Con un pensiero sempre più radicale e un social di sua proprietà da utilizzare per svilupparlo, Musk ha iniziato la terza parte del suo progetto: entrare nel dibattito politico. Ha infatti sostenuto apertamente Donald Trump: ha donato denaro alla campagna, anche in modi opachi, e ha presenziato a vari eventi del candidato portando avanti nei suoi tweet una retorica molto dura sull’immigrazione, in piena affinità con le idee di Trump. In cambio ha ottenuto la direzione di un dipartimento creato apposta per lui: il Dipartimento per l’Efficienza Governativa (DOGE), il cui acronimo richiama la criptovaluta tuttora esistente creata al solo scopo di prendere in giro la bolla speculativa delle criptovalute stesse. L’obiettivo di quest’agenzia federale è ridurre i costi della pubblica amministrazione, e Musk ha annunciato di voler tagliare ben due trilioni di dollari, circa il 30% della spesa totale del paese.

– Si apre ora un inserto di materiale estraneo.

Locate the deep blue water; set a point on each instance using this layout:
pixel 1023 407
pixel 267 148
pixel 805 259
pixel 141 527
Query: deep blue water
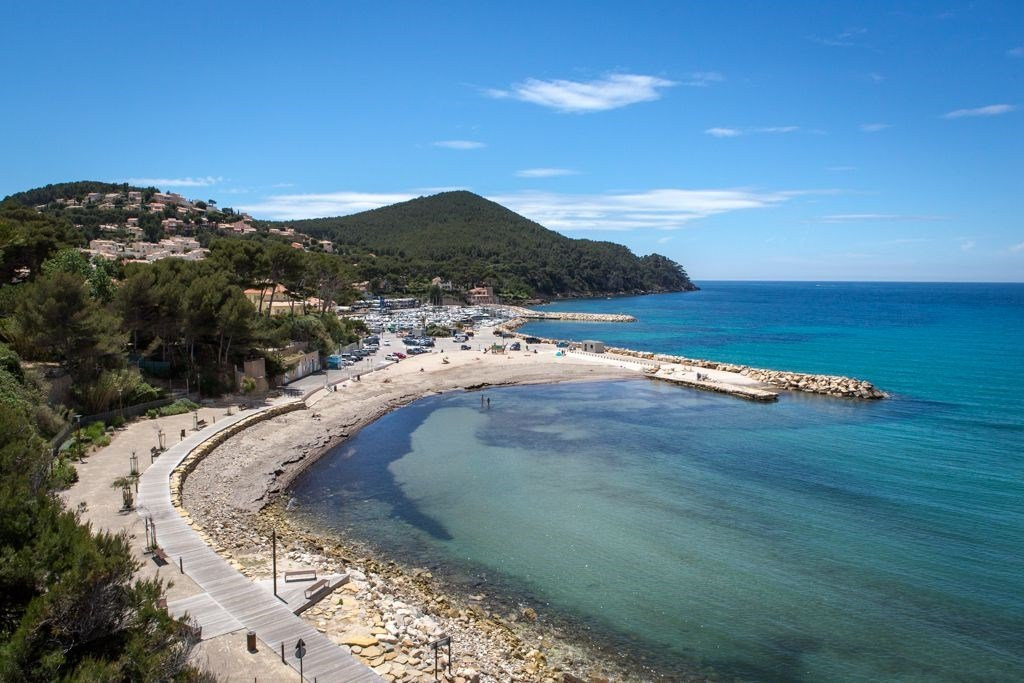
pixel 814 539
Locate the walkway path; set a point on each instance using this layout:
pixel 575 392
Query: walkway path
pixel 250 604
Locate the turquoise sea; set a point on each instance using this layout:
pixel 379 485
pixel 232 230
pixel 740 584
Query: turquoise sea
pixel 810 540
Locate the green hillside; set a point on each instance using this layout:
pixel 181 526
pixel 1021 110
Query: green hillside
pixel 467 239
pixel 76 190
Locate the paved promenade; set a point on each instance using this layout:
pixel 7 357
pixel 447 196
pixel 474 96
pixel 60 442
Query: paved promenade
pixel 252 606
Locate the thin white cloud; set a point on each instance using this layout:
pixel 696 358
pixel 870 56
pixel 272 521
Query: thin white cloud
pixel 891 217
pixel 612 91
pixel 203 181
pixel 545 172
pixel 459 144
pixel 702 79
pixel 849 38
pixel 722 131
pixel 990 110
pixel 654 209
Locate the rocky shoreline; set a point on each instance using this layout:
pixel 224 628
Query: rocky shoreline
pixel 387 613
pixel 828 385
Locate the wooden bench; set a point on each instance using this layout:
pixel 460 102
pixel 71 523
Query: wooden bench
pixel 322 585
pixel 300 574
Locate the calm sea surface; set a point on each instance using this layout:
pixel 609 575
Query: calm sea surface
pixel 810 540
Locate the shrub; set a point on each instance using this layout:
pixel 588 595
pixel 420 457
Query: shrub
pixel 179 407
pixel 64 474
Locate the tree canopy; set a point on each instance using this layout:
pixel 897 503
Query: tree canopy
pixel 469 240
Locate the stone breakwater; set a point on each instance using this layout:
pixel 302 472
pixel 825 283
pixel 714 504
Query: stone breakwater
pixel 829 385
pixel 525 314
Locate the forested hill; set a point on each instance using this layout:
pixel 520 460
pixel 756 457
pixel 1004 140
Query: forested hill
pixel 468 239
pixel 76 189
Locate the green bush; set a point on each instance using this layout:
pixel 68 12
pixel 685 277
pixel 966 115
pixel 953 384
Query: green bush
pixel 179 407
pixel 64 474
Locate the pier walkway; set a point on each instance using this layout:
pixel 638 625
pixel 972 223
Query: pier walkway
pixel 230 597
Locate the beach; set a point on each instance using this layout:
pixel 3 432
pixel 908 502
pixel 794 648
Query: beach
pixel 387 613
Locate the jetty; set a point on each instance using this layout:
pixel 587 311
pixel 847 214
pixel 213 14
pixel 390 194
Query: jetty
pixel 696 380
pixel 523 315
pixel 748 378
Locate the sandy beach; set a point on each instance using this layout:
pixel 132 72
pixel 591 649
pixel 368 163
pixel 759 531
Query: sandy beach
pixel 388 613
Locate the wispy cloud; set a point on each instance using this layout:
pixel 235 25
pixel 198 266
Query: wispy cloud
pixel 990 110
pixel 459 144
pixel 702 79
pixel 653 209
pixel 890 217
pixel 848 38
pixel 610 92
pixel 203 181
pixel 722 131
pixel 545 172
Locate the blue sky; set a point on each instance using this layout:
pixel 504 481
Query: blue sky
pixel 748 140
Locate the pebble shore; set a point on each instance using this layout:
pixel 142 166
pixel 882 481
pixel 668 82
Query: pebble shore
pixel 387 614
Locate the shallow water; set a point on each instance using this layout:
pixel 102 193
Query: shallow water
pixel 814 539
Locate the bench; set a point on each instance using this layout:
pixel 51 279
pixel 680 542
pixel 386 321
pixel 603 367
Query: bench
pixel 300 574
pixel 322 585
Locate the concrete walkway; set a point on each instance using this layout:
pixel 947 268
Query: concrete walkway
pixel 229 592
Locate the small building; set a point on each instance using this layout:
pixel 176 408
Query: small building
pixel 481 296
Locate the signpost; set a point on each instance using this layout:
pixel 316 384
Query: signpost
pixel 446 640
pixel 300 651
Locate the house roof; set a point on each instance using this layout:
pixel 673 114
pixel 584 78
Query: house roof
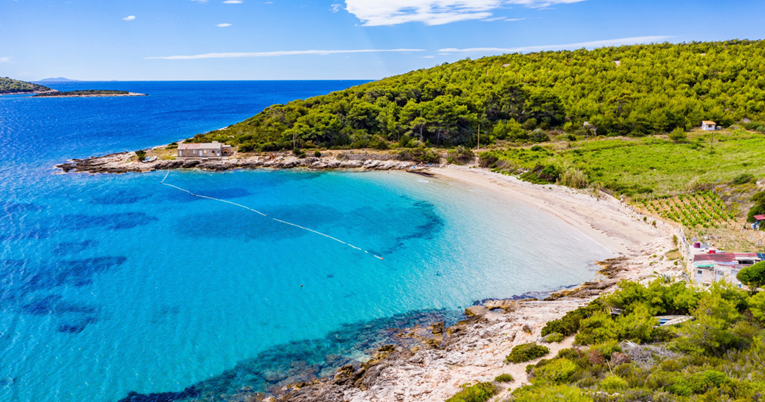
pixel 206 145
pixel 719 257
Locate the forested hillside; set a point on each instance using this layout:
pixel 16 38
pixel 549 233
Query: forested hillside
pixel 8 86
pixel 628 90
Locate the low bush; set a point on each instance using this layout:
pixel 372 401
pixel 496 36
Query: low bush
pixel 556 371
pixel 504 378
pixel 480 392
pixel 554 337
pixel 613 383
pixel 548 394
pixel 526 352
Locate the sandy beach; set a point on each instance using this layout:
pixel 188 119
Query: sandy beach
pixel 475 350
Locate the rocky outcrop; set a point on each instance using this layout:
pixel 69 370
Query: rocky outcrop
pixel 125 162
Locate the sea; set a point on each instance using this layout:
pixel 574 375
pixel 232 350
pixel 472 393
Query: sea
pixel 115 285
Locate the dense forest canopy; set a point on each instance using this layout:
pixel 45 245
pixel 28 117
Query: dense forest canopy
pixel 629 90
pixel 8 86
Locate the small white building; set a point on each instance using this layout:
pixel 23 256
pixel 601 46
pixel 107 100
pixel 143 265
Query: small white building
pixel 204 150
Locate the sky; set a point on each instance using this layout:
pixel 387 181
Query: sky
pixel 135 40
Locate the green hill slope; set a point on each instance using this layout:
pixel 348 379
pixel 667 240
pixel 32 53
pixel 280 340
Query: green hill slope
pixel 629 90
pixel 10 86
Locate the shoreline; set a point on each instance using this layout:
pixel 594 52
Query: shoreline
pixel 443 359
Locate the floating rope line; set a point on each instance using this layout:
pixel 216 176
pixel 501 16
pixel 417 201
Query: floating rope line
pixel 265 215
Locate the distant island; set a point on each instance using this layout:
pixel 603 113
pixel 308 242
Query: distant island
pixel 57 79
pixel 87 93
pixel 10 86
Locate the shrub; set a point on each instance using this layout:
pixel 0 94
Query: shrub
pixel 678 135
pixel 613 383
pixel 526 352
pixel 569 323
pixel 504 378
pixel 462 155
pixel 554 337
pixel 480 392
pixel 699 383
pixel 574 178
pixel 539 135
pixel 549 394
pixel 557 371
pixel 757 306
pixel 487 159
pixel 742 179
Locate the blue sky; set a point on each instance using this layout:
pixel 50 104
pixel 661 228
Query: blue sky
pixel 334 39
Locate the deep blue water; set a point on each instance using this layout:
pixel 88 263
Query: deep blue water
pixel 114 283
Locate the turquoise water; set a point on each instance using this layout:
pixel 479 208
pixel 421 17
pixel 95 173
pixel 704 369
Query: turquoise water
pixel 115 283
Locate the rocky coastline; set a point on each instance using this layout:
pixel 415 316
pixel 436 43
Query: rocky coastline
pixel 127 162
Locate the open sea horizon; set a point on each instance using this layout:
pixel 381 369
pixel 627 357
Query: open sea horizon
pixel 114 284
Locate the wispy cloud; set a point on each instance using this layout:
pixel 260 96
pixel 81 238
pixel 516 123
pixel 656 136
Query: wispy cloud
pixel 434 12
pixel 281 53
pixel 593 44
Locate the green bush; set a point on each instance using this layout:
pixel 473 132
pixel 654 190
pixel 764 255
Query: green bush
pixel 757 306
pixel 554 337
pixel 599 328
pixel 504 378
pixel 480 392
pixel 699 383
pixel 557 393
pixel 753 276
pixel 556 371
pixel 613 383
pixel 678 135
pixel 569 324
pixel 525 352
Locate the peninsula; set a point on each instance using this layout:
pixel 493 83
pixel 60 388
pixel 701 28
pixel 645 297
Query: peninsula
pixel 88 93
pixel 9 86
pixel 653 151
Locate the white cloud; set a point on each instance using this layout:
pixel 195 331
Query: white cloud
pixel 281 53
pixel 433 12
pixel 599 43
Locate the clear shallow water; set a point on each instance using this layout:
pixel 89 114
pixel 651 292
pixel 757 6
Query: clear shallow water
pixel 113 284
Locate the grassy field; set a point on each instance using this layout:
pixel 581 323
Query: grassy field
pixel 652 165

Ottenuto il potere politico negli Stati Uniti, l’ultimo passo di Musk è imporre la sua agenda nel resto del mondo: X è una grancassa importante, perché raggiunge velocemente tutti gli angoli del pianeta. Negli ultimi mesi Musk si è intromesso apertamente nella politica nazionale di vari paesi, adducendo il fatto che fosse solo un privato cittadino che commentava le notizie. Ha parlato di magistratura politicizzata in Italia, quando il piano del governo Meloni di ricollocare migranti in Albania è di fatto saltato, e per questo ha ricevuto una replica ferma direttamente dal presidente della Repubblica Sergio Mattarella. Ha definito fascista il governo australiano di centrosinistra, perché vorrebbe multare del 5% delle entrate globali i media che veicolano informazioni false. Ha criticato il governo francese quando ha arrestato Pavel Durov, il fondatore di Telegram. Ha recentemente definito l’Unione Europea un “monumento alla burocrazia”, rispondendo a un tweet di Andrea Stroppa, suo riferimento in Italia, che paragonava Palazzo Berlaymont, sede della Commissione Europea, all'occhio di Sauron, il personaggio malvagio per eccellenza della saga fantasy del Signore degli Anelli.

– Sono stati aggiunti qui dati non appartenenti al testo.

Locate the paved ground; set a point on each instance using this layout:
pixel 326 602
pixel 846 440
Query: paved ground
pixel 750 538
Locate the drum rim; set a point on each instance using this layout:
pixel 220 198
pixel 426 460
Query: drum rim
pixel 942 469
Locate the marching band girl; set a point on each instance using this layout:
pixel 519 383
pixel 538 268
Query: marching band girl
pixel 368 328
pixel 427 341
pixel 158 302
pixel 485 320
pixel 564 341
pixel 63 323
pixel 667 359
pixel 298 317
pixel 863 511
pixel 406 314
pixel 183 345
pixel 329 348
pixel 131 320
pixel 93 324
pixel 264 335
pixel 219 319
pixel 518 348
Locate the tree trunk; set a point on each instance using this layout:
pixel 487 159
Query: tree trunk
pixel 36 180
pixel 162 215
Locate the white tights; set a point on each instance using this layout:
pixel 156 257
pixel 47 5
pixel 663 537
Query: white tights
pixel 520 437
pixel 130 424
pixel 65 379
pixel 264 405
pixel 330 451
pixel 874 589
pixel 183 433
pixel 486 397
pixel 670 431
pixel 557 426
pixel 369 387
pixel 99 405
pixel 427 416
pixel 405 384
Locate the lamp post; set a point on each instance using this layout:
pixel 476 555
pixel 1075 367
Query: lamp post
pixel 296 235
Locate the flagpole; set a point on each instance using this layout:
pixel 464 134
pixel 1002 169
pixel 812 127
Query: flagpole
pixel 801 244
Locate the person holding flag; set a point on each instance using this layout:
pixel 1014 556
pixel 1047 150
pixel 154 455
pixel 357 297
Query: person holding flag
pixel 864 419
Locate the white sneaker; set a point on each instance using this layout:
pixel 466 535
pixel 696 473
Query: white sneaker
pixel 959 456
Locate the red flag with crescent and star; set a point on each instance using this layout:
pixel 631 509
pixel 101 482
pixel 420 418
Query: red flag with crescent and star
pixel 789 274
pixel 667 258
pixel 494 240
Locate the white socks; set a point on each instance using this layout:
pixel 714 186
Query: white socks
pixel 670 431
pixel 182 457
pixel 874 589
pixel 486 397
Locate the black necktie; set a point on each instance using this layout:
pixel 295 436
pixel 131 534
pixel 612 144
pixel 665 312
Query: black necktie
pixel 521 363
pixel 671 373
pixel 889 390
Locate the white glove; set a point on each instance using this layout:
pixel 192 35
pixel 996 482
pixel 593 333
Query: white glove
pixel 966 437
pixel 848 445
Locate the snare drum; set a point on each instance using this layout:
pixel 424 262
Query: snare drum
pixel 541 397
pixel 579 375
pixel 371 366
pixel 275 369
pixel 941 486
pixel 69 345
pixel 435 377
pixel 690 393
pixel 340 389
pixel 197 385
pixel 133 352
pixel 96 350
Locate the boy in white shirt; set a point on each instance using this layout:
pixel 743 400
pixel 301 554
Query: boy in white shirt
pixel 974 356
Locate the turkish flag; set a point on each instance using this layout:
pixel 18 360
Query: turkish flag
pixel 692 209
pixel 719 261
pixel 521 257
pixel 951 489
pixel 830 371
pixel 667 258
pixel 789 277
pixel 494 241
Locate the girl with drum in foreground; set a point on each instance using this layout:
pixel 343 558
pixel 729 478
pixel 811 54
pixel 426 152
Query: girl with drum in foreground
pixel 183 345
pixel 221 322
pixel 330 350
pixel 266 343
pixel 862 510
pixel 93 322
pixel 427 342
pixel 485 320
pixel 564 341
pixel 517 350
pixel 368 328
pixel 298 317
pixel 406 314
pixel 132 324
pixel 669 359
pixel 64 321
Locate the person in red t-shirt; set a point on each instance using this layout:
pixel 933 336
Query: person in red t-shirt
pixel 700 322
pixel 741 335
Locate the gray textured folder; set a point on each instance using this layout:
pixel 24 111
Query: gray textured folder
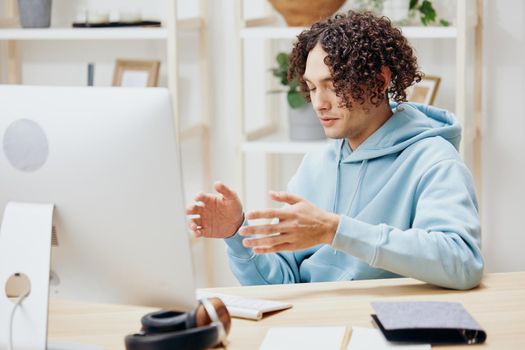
pixel 427 322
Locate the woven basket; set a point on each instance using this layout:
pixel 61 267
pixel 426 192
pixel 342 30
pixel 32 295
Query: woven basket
pixel 305 12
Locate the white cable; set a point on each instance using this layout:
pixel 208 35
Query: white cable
pixel 11 319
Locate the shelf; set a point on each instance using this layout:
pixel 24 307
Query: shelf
pixel 84 34
pixel 273 32
pixel 129 33
pixel 281 144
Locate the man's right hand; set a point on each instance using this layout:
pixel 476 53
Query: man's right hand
pixel 220 215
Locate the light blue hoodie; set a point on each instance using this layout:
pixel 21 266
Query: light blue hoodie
pixel 407 207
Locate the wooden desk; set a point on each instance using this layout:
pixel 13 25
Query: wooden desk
pixel 498 304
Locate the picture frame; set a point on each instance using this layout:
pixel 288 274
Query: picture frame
pixel 10 18
pixel 425 91
pixel 136 73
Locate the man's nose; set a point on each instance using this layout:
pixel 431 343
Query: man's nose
pixel 320 102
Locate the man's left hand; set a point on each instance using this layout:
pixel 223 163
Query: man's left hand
pixel 301 225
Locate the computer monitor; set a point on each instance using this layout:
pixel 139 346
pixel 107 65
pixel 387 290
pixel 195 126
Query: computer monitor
pixel 108 159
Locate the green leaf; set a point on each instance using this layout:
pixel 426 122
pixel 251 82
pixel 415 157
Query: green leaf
pixel 428 13
pixel 282 60
pixel 295 99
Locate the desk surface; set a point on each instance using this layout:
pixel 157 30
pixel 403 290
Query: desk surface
pixel 498 304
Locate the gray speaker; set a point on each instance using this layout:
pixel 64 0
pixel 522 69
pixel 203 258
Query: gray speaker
pixel 34 13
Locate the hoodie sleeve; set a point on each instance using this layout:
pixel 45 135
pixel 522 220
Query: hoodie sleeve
pixel 443 245
pixel 256 269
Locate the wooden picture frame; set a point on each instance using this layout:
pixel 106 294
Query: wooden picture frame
pixel 136 73
pixel 425 91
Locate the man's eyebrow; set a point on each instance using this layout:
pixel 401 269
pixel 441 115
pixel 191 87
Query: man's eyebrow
pixel 323 80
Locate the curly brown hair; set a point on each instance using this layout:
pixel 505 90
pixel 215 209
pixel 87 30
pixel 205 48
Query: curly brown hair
pixel 358 44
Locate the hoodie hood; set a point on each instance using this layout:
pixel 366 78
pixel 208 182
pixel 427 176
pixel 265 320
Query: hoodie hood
pixel 410 123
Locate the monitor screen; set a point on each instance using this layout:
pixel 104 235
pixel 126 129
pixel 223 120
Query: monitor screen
pixel 107 158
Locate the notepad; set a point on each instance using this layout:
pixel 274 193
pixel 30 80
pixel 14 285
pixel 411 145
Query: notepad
pixel 305 338
pixel 370 338
pixel 433 322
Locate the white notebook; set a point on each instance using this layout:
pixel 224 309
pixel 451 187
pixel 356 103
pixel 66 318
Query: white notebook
pixel 304 338
pixel 249 308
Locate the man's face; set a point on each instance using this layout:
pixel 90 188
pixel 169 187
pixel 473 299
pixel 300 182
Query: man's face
pixel 338 122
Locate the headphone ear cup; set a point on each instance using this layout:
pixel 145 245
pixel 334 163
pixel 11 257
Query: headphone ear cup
pixel 193 338
pixel 167 321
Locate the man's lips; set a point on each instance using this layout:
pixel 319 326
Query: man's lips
pixel 327 121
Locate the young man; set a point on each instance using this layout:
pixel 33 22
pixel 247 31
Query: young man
pixel 389 197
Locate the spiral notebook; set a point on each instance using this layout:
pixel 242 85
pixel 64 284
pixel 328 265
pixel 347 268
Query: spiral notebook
pixel 427 322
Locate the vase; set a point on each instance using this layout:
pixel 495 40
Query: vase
pixel 304 124
pixel 305 12
pixel 34 13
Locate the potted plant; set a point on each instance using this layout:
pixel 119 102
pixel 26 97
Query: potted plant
pixel 303 121
pixel 305 12
pixel 403 12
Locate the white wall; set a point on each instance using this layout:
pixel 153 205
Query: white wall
pixel 503 138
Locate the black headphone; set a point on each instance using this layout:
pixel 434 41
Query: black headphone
pixel 182 330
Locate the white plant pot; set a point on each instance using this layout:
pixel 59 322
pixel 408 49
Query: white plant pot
pixel 304 124
pixel 396 10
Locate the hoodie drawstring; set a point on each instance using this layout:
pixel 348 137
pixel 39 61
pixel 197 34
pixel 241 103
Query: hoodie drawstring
pixel 362 172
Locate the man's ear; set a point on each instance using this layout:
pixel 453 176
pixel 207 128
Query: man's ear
pixel 386 73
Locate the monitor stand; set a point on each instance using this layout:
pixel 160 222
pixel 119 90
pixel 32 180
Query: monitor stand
pixel 25 250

Gli attacchi più pesanti e reiterati nel tempo sono però quelli verso il governo laburista britannico, guidato dal primo ministro Keir Starmer. Musk ha contestato apertamente la gestione dell’immigrazione nel Regno Unito: dopo un episodio di cronaca nera a Southport, che ha visto la morte di tre bambine, su X ha iniziato a circolare la falsa voce che l’attentatore fosse un immigrato senza documenti. Lo stesso Musk ha twittato che nel Regno Unito “la guerra civile sarebbe stata inevitabile”. Tutto questo ha gettato benzina sul fuoco di vere e proprie rivolte fasciste in UK, culminate con episodi di odio razziale: Musk non si è mai scusato per questo col governo britannico, e anzi ha sempre più alzato il livello dello scontro. Ha firmato una petizione che chiede la rimozione di Starmer dal suo ruolo di primo ministro, nonostante sia stato eletto con una maggioranza ampia in Parlamento solo pochi mesi fa, ha detto che il Regno Unito sta diventando uno Stato di polizia e che il governo si occupa solo dell’odio islamofobo. 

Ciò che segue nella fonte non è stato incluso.